Cette collaboration avec le Centre Pompidou me semble intéressante, même si le canal, cela me semble assez loin du centre historique pour les touristes. Autre bonne nouvelle : un accord vient d'intervenir pour la restauration du Conservatoire Royal de Bruxelles qui est très mauvais état.
Chère Tania, comment faites-vous pour prendre le temps de nous offrir un billet si riche?
Bonne fin d'année et soyons unis pour la nouvelle, nous en aurons besoin.
Une exposition eclectique ; ce n'est pas la période que je préfère en peinture, mais elle est charnière avec les suivantes (et les précédentes ...). Le feuilleton des musées est assez chaotique chez vous, j'espère qu'il en sortira quelque chose de satisfaisant.
Je découvre avec plaisir des artistes (de moi) inconnus.
T'ai jamais dit que Marie Howet était amie de ma grand-mère?
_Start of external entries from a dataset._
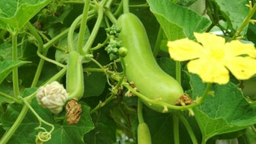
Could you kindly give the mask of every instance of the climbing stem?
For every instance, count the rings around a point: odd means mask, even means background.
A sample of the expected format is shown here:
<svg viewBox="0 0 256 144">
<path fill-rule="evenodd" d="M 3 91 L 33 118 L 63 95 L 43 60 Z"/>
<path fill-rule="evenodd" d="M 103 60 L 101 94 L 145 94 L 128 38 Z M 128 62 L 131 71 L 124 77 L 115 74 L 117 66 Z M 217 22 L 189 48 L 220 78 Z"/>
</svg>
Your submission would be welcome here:
<svg viewBox="0 0 256 144">
<path fill-rule="evenodd" d="M 18 48 L 17 48 L 17 31 L 12 33 L 12 60 L 18 60 Z M 14 92 L 14 96 L 18 98 L 20 96 L 20 90 L 18 86 L 18 67 L 15 67 L 12 69 L 12 82 L 13 82 L 13 91 Z"/>
<path fill-rule="evenodd" d="M 19 103 L 19 104 L 22 104 L 23 103 L 22 101 L 20 99 L 19 99 L 18 98 L 14 98 L 13 96 L 9 96 L 8 94 L 5 94 L 3 92 L 0 92 L 0 95 L 3 96 L 3 97 L 5 97 L 5 98 L 7 98 L 7 99 L 9 99 L 10 100 L 12 100 L 12 101 L 14 101 L 16 103 Z"/>
<path fill-rule="evenodd" d="M 160 44 L 161 41 L 163 38 L 163 29 L 161 27 L 161 26 L 159 27 L 158 33 L 158 38 L 156 39 L 155 46 L 153 49 L 153 55 L 154 57 L 156 57 L 158 56 L 158 53 L 159 50 L 160 49 Z"/>
<path fill-rule="evenodd" d="M 143 118 L 143 113 L 142 113 L 142 108 L 143 108 L 143 104 L 141 101 L 140 99 L 138 98 L 138 120 L 139 123 L 142 124 L 144 123 L 144 118 Z"/>
<path fill-rule="evenodd" d="M 181 84 L 181 62 L 176 62 L 176 81 Z"/>
<path fill-rule="evenodd" d="M 176 114 L 173 115 L 174 143 L 179 144 L 179 118 Z"/>
<path fill-rule="evenodd" d="M 123 0 L 123 13 L 129 13 L 129 0 Z"/>
<path fill-rule="evenodd" d="M 88 53 L 88 51 L 89 50 L 91 45 L 93 43 L 93 41 L 96 37 L 96 35 L 97 35 L 98 31 L 100 28 L 101 22 L 103 19 L 103 7 L 101 4 L 96 3 L 96 6 L 98 9 L 98 18 L 96 21 L 96 23 L 95 24 L 95 26 L 93 29 L 93 31 L 91 33 L 90 37 L 88 39 L 87 42 L 86 43 L 85 46 L 83 47 L 83 54 L 87 54 Z"/>
<path fill-rule="evenodd" d="M 81 22 L 80 30 L 78 37 L 78 52 L 83 53 L 83 40 L 87 22 L 88 11 L 89 8 L 90 0 L 85 0 L 83 6 L 83 16 Z"/>
</svg>

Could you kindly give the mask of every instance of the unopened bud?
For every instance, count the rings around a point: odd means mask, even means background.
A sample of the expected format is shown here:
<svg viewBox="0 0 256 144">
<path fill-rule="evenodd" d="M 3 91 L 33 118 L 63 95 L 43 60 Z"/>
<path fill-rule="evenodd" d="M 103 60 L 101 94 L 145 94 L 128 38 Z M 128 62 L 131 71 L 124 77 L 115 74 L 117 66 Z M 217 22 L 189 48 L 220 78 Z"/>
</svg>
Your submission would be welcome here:
<svg viewBox="0 0 256 144">
<path fill-rule="evenodd" d="M 67 97 L 65 88 L 56 81 L 41 86 L 37 92 L 38 103 L 48 108 L 54 114 L 62 111 Z"/>
</svg>

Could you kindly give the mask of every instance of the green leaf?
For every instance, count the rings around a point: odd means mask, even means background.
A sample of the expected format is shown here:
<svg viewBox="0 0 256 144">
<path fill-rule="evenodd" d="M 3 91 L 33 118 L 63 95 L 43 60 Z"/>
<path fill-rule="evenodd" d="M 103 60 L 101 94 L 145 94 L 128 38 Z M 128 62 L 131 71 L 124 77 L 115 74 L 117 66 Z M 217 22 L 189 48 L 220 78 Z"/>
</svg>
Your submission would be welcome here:
<svg viewBox="0 0 256 144">
<path fill-rule="evenodd" d="M 205 84 L 196 75 L 188 74 L 192 98 L 202 95 Z M 213 86 L 214 96 L 208 96 L 203 103 L 194 109 L 203 140 L 244 129 L 256 123 L 256 113 L 245 99 L 241 90 L 233 83 Z"/>
<path fill-rule="evenodd" d="M 35 91 L 35 88 L 26 89 L 22 94 L 29 95 Z M 37 114 L 45 120 L 54 126 L 54 130 L 52 133 L 51 139 L 45 143 L 84 143 L 83 135 L 94 128 L 89 112 L 90 108 L 83 103 L 82 105 L 82 113 L 79 122 L 74 125 L 68 125 L 66 120 L 63 122 L 57 123 L 53 118 L 53 114 L 49 110 L 39 105 L 36 99 L 34 99 L 31 104 L 32 107 Z M 8 106 L 7 110 L 3 113 L 1 117 L 3 127 L 5 130 L 10 129 L 13 122 L 20 114 L 22 105 L 11 104 Z M 63 115 L 64 116 L 64 115 Z M 34 143 L 35 135 L 38 130 L 34 128 L 39 125 L 36 117 L 29 110 L 20 126 L 12 135 L 9 143 Z M 50 127 L 43 125 L 47 130 Z"/>
<path fill-rule="evenodd" d="M 226 1 L 214 0 L 219 5 L 223 16 L 228 20 L 230 27 L 236 31 L 242 25 L 244 20 L 249 13 L 249 8 L 245 5 L 249 4 L 247 0 Z M 247 26 L 244 29 L 242 34 L 246 33 Z"/>
<path fill-rule="evenodd" d="M 85 90 L 83 97 L 98 96 L 102 92 L 106 86 L 106 76 L 102 73 L 92 73 L 89 75 L 85 73 Z"/>
<path fill-rule="evenodd" d="M 0 1 L 0 27 L 20 29 L 51 0 L 24 0 Z"/>
<path fill-rule="evenodd" d="M 6 77 L 12 71 L 12 69 L 16 67 L 19 67 L 25 63 L 30 63 L 25 61 L 12 61 L 5 60 L 0 62 L 0 84 L 5 79 Z"/>
<path fill-rule="evenodd" d="M 194 39 L 194 32 L 203 32 L 211 25 L 206 18 L 168 0 L 147 1 L 169 40 Z"/>
</svg>

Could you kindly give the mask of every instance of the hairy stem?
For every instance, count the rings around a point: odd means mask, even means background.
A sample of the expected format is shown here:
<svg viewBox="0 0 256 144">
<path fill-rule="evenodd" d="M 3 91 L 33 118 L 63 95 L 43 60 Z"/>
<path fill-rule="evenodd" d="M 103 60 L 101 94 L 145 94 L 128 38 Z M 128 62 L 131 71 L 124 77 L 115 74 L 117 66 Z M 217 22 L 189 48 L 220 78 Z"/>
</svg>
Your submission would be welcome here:
<svg viewBox="0 0 256 144">
<path fill-rule="evenodd" d="M 137 115 L 138 115 L 138 120 L 139 120 L 139 124 L 142 124 L 142 123 L 145 122 L 144 121 L 144 118 L 143 118 L 142 108 L 143 108 L 142 102 L 141 101 L 141 100 L 139 98 L 138 98 L 138 113 L 137 113 Z"/>
<path fill-rule="evenodd" d="M 158 51 L 160 48 L 160 44 L 161 44 L 161 40 L 163 38 L 163 29 L 161 27 L 161 26 L 159 27 L 159 31 L 158 33 L 158 38 L 156 41 L 155 46 L 153 49 L 153 55 L 154 57 L 156 57 L 158 56 Z"/>
<path fill-rule="evenodd" d="M 179 144 L 179 118 L 176 114 L 173 115 L 174 143 Z"/>
<path fill-rule="evenodd" d="M 85 4 L 83 7 L 82 20 L 80 26 L 80 30 L 78 37 L 78 52 L 79 54 L 83 53 L 83 36 L 86 28 L 86 23 L 87 22 L 88 10 L 89 7 L 90 0 L 85 0 Z"/>
<path fill-rule="evenodd" d="M 12 100 L 12 101 L 14 101 L 16 103 L 19 103 L 19 104 L 22 104 L 23 103 L 22 101 L 21 101 L 20 99 L 19 99 L 18 98 L 14 98 L 13 96 L 9 96 L 8 94 L 5 94 L 3 92 L 0 92 L 0 95 L 3 96 L 3 97 L 5 97 L 5 98 L 7 98 L 7 99 L 9 99 L 10 100 Z"/>
<path fill-rule="evenodd" d="M 93 27 L 93 31 L 91 33 L 90 37 L 89 37 L 89 39 L 87 42 L 86 43 L 85 46 L 83 47 L 83 55 L 85 55 L 87 54 L 88 51 L 89 50 L 91 45 L 93 43 L 93 41 L 96 37 L 96 35 L 97 35 L 98 31 L 100 28 L 101 22 L 103 19 L 103 7 L 102 5 L 100 4 L 96 4 L 98 7 L 98 18 L 96 21 L 95 25 Z"/>
<path fill-rule="evenodd" d="M 12 33 L 12 60 L 14 61 L 18 60 L 17 36 L 18 36 L 18 33 L 16 31 Z M 12 69 L 13 91 L 14 92 L 14 96 L 16 98 L 18 98 L 18 96 L 20 96 L 18 74 L 18 67 L 16 67 Z"/>
</svg>

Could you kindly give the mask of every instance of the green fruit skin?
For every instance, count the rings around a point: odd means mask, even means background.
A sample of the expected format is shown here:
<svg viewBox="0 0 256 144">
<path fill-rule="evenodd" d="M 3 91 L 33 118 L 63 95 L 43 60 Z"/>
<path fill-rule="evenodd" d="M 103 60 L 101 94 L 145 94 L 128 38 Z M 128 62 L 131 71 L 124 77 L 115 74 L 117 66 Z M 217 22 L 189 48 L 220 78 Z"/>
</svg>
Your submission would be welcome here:
<svg viewBox="0 0 256 144">
<path fill-rule="evenodd" d="M 128 50 L 123 58 L 128 80 L 147 98 L 175 105 L 184 94 L 182 88 L 159 67 L 140 20 L 133 14 L 123 14 L 118 18 L 117 25 L 121 27 L 119 39 L 123 46 Z M 142 101 L 155 111 L 163 112 L 162 106 Z"/>
<path fill-rule="evenodd" d="M 66 75 L 68 99 L 80 99 L 83 95 L 83 57 L 75 51 L 69 53 Z"/>
<path fill-rule="evenodd" d="M 143 122 L 138 126 L 138 144 L 151 144 L 150 132 L 148 125 Z"/>
</svg>

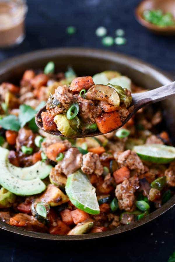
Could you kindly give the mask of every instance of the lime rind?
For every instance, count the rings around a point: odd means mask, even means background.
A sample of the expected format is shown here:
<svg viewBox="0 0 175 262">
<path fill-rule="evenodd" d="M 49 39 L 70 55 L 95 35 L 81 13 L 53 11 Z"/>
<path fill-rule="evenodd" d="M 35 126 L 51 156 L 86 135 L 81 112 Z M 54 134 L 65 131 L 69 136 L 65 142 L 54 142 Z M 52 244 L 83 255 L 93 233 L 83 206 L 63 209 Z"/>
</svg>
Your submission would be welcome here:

Cette Nature morte est magnifique, si fine et délicate...
Ton billet est si complet et intéressant que je reviendrai ouvrir plus de liens, grand merci.
@ Un petit Belge : Je te rassure, le musée Fin-de-siècle (1868-1914) est très réussi et attire du monde (je ne connais pas les chiffres de fréquentation). La restauration du Conservatoire est une excellente nouvelle, elle est attendue depuis longtemps.
@ Zoë Lucider : Vous le savez, Zoë, quand on aime, on ne compte pas... Ravie que ce billet vous ait plu & je me joins à vos vœux pour ce passage à l'année nouvelle.
@ Aifelle : Eclectique, oui, de quoi montrer un peu de tous les courants du XXe siècle... et donner envie d'en voir bien davantage. (Les musées fédéraux, comme on dit à présent, souffrent de l'éparpillement des responsabilités et surtout, surtout d'un manque d'intérêt de nos gouvernants pour une politique culturelle digne de ce nom. Déplorable.)
@ Colo : Je m'en souviens très bien et j'y pense chaque fois que je vois une oeuvre de Marie Howet - celle-ci est superbe, c'est vrai. Bonne journée et à bientôt.
ce serait avec plaisir!
Que j'aime cette traduction de la lumière!
En serais-tu bleue ? A bientôt, Maïté.